A native of Westbury, NY, Valerie Varnuska enjoys exploring the many natural wonders near her hometown. In addition to walking the nature trails near Westbury, NY, Valerie Varnuska pursues a strong interest in astronomy and viewing the various celestial bodies in the night sky.
A recent discovery is fueling new discussions regarding the classification of astronomical objects. In June 2016, researchers working on the Optical Gravitational Lensing Experiment at the University of Warsaw discovered a celestial body that appears to straddle the line between a planet and a brown dwarf, a lesser variety of star. They discovered the body, labeled OGLE-2016-BLG-1190, using an indirect method of observation capable of detecting signs of the far-off world some 22,000 light years away. Researchers first detected the world due to an astronomical phenomenon known as a gravitational microlensing event, during which its gravitational pull temporarily intensified the light emitted from its parent star.
Using data from the microlensing event, researchers from the Korea Astronomy and Space Science Institute determined that OGLE-2016-BLG-1190 is approximately 13 times the mass of Jupiter, making it 4,000 times denser than Earth.
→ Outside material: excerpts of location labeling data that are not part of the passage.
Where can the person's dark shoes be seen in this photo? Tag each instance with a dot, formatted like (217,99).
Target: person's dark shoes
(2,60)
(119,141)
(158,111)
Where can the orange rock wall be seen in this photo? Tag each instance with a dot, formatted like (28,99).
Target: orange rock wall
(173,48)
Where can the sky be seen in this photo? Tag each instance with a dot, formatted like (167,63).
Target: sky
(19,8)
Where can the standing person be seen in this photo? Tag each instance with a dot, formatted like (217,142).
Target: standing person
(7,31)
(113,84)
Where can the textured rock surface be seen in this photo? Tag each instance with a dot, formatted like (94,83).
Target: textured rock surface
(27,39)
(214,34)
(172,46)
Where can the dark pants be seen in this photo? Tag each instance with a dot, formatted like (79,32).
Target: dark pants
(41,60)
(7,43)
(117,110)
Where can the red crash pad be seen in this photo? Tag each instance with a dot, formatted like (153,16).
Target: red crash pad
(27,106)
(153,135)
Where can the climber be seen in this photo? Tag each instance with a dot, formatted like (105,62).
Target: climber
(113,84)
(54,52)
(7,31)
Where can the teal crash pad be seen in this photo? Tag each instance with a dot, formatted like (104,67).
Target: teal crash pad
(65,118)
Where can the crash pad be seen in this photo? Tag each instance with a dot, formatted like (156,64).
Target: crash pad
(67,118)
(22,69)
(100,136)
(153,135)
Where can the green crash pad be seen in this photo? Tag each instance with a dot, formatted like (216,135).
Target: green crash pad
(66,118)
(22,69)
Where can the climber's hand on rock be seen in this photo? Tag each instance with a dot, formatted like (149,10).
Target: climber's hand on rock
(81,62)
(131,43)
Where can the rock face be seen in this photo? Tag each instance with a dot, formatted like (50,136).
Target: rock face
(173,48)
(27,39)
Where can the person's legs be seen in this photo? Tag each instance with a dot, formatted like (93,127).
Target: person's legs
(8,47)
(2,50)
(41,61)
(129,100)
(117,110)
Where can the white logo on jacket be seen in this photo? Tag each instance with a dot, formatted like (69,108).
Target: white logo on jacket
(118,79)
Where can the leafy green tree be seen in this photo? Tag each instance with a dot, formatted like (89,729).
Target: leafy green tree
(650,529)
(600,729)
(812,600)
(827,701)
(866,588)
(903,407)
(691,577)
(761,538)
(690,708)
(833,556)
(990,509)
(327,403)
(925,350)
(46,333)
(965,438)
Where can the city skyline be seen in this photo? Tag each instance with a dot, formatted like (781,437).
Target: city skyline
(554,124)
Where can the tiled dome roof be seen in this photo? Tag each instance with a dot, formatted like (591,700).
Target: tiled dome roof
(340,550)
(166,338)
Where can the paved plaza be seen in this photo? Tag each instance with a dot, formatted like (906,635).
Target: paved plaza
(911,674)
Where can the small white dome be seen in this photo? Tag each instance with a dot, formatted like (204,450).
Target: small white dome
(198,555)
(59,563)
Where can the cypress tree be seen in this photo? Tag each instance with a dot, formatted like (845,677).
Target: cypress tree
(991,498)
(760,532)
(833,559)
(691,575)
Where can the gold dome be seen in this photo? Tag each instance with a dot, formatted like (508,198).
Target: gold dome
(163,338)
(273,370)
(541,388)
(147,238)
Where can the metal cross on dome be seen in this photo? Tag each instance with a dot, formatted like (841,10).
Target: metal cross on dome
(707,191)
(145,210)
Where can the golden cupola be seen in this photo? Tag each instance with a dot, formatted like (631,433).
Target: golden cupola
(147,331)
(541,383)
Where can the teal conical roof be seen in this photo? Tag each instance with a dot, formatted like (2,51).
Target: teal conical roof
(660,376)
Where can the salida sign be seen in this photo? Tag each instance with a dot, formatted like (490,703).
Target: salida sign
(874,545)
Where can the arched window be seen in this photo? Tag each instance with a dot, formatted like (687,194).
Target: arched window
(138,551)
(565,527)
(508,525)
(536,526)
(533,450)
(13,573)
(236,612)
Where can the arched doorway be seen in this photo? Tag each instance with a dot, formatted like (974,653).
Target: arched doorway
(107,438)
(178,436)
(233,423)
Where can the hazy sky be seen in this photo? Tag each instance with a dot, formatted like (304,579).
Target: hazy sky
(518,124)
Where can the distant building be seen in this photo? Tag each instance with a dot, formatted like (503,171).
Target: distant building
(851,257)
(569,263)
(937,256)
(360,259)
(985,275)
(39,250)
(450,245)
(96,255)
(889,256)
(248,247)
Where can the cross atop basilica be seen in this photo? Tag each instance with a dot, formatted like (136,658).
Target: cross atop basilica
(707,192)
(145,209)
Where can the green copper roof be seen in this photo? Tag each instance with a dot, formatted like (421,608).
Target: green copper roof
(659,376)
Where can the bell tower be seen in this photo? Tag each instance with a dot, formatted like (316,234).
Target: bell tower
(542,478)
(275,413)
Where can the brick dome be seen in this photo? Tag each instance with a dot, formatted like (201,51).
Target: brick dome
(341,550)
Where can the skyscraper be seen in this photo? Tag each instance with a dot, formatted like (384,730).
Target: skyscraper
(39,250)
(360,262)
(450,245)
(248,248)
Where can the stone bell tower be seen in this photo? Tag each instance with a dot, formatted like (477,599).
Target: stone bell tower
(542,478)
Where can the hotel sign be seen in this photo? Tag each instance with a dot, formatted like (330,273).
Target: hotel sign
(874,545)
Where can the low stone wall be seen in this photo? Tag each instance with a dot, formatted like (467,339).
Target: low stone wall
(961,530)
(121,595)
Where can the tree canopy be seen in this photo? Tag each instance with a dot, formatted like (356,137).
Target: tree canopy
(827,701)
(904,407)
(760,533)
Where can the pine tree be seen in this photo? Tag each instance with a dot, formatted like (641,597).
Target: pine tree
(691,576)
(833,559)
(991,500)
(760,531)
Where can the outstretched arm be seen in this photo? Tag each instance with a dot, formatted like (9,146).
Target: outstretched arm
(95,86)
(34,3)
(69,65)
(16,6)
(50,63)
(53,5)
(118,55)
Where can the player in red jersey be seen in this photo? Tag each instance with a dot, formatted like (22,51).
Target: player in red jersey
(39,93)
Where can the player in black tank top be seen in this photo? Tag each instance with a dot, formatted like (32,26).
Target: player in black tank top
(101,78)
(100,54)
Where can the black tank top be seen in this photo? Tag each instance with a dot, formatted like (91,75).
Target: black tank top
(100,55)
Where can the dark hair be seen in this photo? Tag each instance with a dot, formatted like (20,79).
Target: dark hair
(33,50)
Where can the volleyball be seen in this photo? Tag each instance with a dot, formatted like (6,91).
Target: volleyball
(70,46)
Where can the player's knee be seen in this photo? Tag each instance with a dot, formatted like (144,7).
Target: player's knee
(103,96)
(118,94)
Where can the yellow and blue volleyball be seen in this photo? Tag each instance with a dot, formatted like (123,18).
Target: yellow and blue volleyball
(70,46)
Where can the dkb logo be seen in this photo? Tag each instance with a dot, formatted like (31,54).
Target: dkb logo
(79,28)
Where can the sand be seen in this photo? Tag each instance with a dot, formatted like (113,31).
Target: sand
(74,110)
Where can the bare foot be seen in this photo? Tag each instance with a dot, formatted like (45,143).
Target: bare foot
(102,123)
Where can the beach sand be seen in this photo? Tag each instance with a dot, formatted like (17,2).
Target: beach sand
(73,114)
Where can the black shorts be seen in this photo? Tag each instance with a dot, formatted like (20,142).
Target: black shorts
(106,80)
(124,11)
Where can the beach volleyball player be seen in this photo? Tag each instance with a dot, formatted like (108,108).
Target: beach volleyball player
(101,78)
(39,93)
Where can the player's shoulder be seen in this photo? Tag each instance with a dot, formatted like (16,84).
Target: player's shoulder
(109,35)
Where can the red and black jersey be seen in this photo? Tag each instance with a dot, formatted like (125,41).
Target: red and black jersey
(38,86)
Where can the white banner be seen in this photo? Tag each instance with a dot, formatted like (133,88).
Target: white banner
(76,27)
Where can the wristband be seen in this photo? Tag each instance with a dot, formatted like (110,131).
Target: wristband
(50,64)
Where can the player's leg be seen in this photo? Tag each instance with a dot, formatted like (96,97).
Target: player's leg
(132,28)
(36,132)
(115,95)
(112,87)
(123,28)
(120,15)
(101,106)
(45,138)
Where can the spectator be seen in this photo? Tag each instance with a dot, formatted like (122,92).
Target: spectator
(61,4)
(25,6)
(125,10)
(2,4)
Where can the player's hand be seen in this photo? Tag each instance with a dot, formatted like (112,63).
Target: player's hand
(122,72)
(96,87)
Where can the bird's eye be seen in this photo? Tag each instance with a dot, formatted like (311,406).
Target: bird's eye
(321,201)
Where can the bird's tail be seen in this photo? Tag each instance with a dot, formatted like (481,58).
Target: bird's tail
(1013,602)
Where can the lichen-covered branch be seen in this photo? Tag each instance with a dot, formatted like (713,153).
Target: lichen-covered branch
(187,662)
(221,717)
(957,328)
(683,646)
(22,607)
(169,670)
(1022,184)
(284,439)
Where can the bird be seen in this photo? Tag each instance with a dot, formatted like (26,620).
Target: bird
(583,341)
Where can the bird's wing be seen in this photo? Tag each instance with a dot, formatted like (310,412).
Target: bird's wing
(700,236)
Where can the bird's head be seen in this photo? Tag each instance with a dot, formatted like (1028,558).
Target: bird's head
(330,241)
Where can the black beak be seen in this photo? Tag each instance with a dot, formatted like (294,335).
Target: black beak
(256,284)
At this size, the world rests on the boundary between a planet and a brown dwarf star. Much like a brown dwarf, the object also appears to emit a small amount of energy by fusing deuterium, an isotope of hydrogen.
The newly discovered celestial object primarily differs from other brown dwarfs in its location relative to its parent star. Brown dwarfs typically do not orbit at a distance closer than five times Earth’s orbital distance from the sun, most likely due to a dearth of gases capable of forming such an object. However, the newly discovered body orbits its star at just twice the distance of Earth, placing it in a region known as the brown dwarf desert. The discovery of this apparent anomaly has fueled further research into the formation of brown dwarf stars. Researchers will have another chance to observe the unique semi-planet in 2019, when its latest three-year orbit causes another microlensing event.